Media leaders decry sensationalist news shows

Leaders in the media market have increased their criticism of news programs that promote drama and interpersonal conflict.

They contend that these programs violate children’s rights, especially those of kids, and that they account for two-thirds of all news programs.

The National Broadcasting and Telecommunications Commission ( NBTC ) held a recent seminar to discuss these ideas.

NBTC director Pirongrong Ramasoota said the insulting programmes focus on stories about murder, violence, sexual matters, disputes, supernatural beliefs, strange and shocking events and other issues, presented in a serious and mental fashion to get audiences.
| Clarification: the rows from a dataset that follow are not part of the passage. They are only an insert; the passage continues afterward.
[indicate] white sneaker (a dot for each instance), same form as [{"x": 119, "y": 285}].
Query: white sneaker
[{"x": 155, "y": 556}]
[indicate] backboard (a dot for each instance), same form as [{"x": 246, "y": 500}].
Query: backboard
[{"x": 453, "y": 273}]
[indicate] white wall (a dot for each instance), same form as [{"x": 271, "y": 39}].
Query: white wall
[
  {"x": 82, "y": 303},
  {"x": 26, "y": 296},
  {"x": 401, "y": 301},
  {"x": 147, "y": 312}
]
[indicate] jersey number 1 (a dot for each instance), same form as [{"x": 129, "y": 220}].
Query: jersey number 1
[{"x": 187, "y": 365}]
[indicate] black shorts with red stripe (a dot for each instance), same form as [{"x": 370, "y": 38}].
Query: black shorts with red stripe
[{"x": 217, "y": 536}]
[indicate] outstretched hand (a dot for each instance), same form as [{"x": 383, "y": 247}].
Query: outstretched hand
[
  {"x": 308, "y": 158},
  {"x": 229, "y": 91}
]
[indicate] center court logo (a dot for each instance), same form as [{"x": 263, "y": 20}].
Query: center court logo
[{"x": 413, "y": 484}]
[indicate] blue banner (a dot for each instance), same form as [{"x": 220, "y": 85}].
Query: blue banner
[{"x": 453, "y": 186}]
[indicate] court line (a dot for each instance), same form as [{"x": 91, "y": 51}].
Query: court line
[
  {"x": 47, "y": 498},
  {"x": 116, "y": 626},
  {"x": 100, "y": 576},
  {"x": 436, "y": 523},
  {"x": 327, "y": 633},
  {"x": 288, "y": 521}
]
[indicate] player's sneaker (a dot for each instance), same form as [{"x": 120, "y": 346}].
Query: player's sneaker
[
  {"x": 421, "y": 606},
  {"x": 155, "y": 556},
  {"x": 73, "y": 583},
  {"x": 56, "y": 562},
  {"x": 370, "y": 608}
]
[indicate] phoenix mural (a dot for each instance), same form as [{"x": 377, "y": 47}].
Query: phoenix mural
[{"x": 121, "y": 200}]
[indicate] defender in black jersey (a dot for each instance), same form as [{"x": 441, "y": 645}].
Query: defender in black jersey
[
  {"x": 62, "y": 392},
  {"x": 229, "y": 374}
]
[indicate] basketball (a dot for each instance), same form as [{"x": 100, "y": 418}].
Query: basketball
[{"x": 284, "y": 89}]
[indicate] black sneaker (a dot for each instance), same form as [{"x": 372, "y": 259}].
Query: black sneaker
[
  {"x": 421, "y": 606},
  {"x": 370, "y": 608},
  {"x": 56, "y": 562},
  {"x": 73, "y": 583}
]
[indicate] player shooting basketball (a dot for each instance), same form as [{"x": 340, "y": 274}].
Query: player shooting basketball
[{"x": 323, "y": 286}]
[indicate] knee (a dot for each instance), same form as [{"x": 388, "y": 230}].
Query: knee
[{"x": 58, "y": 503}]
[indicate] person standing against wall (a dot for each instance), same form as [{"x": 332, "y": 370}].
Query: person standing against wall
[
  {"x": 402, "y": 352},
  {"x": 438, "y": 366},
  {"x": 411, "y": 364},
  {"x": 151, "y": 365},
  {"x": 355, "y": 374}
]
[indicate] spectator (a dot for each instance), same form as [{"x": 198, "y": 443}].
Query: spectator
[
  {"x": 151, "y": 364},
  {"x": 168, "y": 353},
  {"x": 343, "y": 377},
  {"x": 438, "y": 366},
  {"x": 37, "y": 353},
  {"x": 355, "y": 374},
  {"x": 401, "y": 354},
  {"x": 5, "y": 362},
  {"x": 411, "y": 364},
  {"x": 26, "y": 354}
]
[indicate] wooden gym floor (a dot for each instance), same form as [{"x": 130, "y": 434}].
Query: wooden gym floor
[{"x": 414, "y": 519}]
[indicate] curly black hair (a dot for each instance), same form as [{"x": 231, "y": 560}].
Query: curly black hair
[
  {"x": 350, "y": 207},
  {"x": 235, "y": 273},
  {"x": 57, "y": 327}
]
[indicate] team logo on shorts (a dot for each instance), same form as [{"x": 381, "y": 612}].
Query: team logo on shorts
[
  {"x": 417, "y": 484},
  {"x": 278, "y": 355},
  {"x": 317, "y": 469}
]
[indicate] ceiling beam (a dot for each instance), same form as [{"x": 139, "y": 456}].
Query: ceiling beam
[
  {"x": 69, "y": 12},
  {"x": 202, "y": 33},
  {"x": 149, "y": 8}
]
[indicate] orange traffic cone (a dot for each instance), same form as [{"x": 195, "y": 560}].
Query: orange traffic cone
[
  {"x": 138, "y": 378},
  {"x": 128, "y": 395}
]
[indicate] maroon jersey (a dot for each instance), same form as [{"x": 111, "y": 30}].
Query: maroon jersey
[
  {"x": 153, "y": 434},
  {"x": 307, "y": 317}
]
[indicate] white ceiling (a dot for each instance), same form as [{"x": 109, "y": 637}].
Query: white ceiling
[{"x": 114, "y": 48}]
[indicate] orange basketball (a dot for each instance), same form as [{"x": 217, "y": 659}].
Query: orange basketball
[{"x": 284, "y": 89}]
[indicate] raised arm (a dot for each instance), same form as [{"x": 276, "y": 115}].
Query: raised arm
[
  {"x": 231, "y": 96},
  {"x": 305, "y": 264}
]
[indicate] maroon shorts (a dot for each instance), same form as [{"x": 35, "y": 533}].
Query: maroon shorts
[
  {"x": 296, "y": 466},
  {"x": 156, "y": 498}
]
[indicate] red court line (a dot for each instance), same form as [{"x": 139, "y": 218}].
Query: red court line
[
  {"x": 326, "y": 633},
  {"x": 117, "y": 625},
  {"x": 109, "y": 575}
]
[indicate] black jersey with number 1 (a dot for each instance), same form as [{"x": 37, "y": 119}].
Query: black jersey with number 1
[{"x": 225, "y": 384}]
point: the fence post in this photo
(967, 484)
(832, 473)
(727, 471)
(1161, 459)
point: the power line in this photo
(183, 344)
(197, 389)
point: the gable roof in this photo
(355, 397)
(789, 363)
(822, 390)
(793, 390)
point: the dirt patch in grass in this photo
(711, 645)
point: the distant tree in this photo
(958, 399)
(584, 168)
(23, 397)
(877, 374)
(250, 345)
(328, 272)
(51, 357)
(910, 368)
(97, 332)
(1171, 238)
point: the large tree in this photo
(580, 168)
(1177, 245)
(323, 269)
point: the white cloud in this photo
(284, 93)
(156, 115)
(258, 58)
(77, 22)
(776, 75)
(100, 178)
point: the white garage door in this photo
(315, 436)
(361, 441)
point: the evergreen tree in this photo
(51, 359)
They typically involve face-to-face discussions between two disputers, according to Ms. Pirongrong, and are related to social injustice.

According to figures from a Media Alert review, these programs now account for up to two-thirds of news content.

Media Alert, a project funded by the Office of the Thai Media Fund, aims to analyze media consumption patterns, social media coverage, and media consumption patterns and release its findings to the general public.

Sensationalised news programs frequently target marginalised parties, said Ms Pirongrong.

She said,” This emphasizes structural violence while presenting physical violence to emphasize existing social inequality.”

The ministry’s policy, according to Santi Kiranand, an assistant to the Minister of Social Development and Human Security, aims to protect the rights of younger people, people, the disabled, the elderly, and those who are romantically different because they are frequently badly depicted in these media programs in a way that encourages hostile sentiments toward them.

He emphasized the importance of protecting journalists ‘ rights and freedoms from other people.

Supinya Klangnarong, the head of the Thailand Consumers Council’s Telecoms and ICT committees, claimed much self-regulation by the media sector is needed to solve the issue.

She urged the NBTC to market a plan to cut down on children’s news reports.